Yes, you can check ACF and PACF for configuring the p and q variables, see this post:

https://machinelearningmastery.com/gentle-introduction-autocorrelation-partial-autocorrelation/

Hi Jason,

In your code you use :

yhat=output[0]

So you take the first element of output, what are the other elements of output represent?

Thank you

You can see all of the returned elements here:

http://www.statsmodels.org/dev/generated/statsmodels.tsa.arima_model.ARMAResults.forecast.html

Thank you for your efforts … i have question

i’m using the following code as mentioned above

def parser(x):

return datetime.strptime(‘190’ +x, ‘%Y-%m’)

but the error appears :

ValueError: time data ‘1902-Jan’ does not match format ‘%Y-%m’

could you please help me ….

It looks like you downloaded the dataset in a different format.

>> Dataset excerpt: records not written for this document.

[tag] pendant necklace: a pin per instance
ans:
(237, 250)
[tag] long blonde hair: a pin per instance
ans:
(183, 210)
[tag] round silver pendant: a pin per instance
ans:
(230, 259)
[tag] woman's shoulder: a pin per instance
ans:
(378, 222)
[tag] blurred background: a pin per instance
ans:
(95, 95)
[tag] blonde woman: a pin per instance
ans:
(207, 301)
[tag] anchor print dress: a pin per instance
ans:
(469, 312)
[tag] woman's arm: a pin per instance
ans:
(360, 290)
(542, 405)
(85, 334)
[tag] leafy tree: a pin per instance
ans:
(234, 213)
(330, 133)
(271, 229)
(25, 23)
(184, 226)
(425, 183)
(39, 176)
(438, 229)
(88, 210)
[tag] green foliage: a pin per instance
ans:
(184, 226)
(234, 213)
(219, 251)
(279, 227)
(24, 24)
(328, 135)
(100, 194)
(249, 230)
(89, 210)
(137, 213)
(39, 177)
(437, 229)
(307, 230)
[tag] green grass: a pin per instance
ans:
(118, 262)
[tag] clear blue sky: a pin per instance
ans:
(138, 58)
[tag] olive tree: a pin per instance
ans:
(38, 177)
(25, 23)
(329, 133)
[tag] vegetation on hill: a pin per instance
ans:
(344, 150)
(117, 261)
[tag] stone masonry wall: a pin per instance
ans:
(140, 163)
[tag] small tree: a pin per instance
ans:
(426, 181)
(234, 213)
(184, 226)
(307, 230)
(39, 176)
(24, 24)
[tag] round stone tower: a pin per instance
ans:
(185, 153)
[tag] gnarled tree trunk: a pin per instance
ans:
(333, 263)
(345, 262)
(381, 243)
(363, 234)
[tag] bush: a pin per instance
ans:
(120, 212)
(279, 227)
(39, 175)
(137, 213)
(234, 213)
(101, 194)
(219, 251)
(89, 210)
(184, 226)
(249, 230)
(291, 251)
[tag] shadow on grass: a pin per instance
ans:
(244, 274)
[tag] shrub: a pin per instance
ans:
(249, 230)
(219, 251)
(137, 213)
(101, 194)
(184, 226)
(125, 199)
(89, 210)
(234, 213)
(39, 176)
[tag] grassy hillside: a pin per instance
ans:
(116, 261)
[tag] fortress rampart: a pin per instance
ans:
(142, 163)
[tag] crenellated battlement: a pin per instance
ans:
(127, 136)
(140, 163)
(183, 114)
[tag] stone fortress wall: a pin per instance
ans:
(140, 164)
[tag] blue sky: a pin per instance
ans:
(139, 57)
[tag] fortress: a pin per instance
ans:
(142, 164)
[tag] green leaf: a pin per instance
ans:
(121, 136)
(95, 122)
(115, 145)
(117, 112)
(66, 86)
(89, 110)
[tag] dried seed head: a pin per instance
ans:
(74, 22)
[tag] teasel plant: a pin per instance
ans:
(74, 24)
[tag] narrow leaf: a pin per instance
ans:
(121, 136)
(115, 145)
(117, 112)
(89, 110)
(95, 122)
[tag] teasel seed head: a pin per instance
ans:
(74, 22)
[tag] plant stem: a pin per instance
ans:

You can get the correct dataset here:

https://raw.githubusercontent.com/jbrownlee/Datasets/master/shampoo.csv

Hey Jason,

Best article I have ever seen. Currently I am working on data driven time series forecasting with PYTHON by ARIMA model. I have data of appliance energy which depends on 26 variables over period of 4 months. My question is how can I use 26 variables to forecast the future value?

Thanks.

Sorry, I don’t have an example of ARIMA with multiple input variables.

Hello Jason,

Thanks for your reply.

Can I solve my problem with ARIMA model?

Perhaps a variant that supports multiple series.

Hey Jason, I am new to data analytics. From the chart, may I know how you determined it is stationary or non-stationary as well as how do you see whether it has a lagged value?

Thanks!

Yes, you can learn more about ACF and PACF and their interpretation here:

https://machinelearningmastery.com/gentle-introduction-autocorrelation-partial-autocorrelation/

Hello Jason,

can Autoregression model be used for forecasting stock price ?

Yes, but it will likely do worse than a persistence model.

Learn more here:

https://machinelearningmastery.com/gentle-introduction-random-walk-times-series-forecasting-python/

Hello! I think you may have made a mistake in the following paragraph.

“If we used 100 observations in the training dataset to fit the model, then the index of the next time step for making a prediction would be specified to the prediction function as start=101, end=101. This would return an array with one element containing the prediction.”

Since python is zero-indexed, the index of the next time step for making a prediction should be 100, I think.

Not in this case. Try it and see.

Hello Jason!

I’m stuck at this error when i execute these lines of code:

from pandas import read_csv

from pandas import datetime

from matplotlib import pyplot

def parser(x):

return datetime.strptime(‘190’+x, ‘%Y-%m’)

series = read_csv(‘shampoo_time_series.csv’, header=0, parse_dates=[0], index_col=0, squeeze=True, date_parser=parser)

print(series.head())

series.plot()

pyplot.show().

Error:-

time data ‘19001-Jan’ does not match format ‘%Y-%m’

Perhaps you downloaded a different version of the dataset. Here is a direct link:

https://raw.githubusercontent.com/jbrownlee/Datasets/master/shampoo.csv

Does that help?

hi dear,

can ask you please what is the meaning of the arrow that cant be copied, thank you.

Sorry, what arrow?

Hi Jason,

great tutorial, as always! Thank you very much for providing your excellent knowledge to the vast community! You really helped me to get a better understanding of this ARIMA type of models.

Do you plan to make a tutorial on nonlinear time-series models such as SETAR? Would be great, because I could not really find anything in this region.

Thanks for the suggestion.

I do hope to cover more methods for nonlinear time series in the future.

Hi Jason

I tried the code with my data. ACF, PACF plots aren’t showing me any significant correlations. Is there anything by which I can still try the forecast? What should be one’s steps on encounter of such data?

Perhaps try a grid search on ARIMA parameters and see what comes up?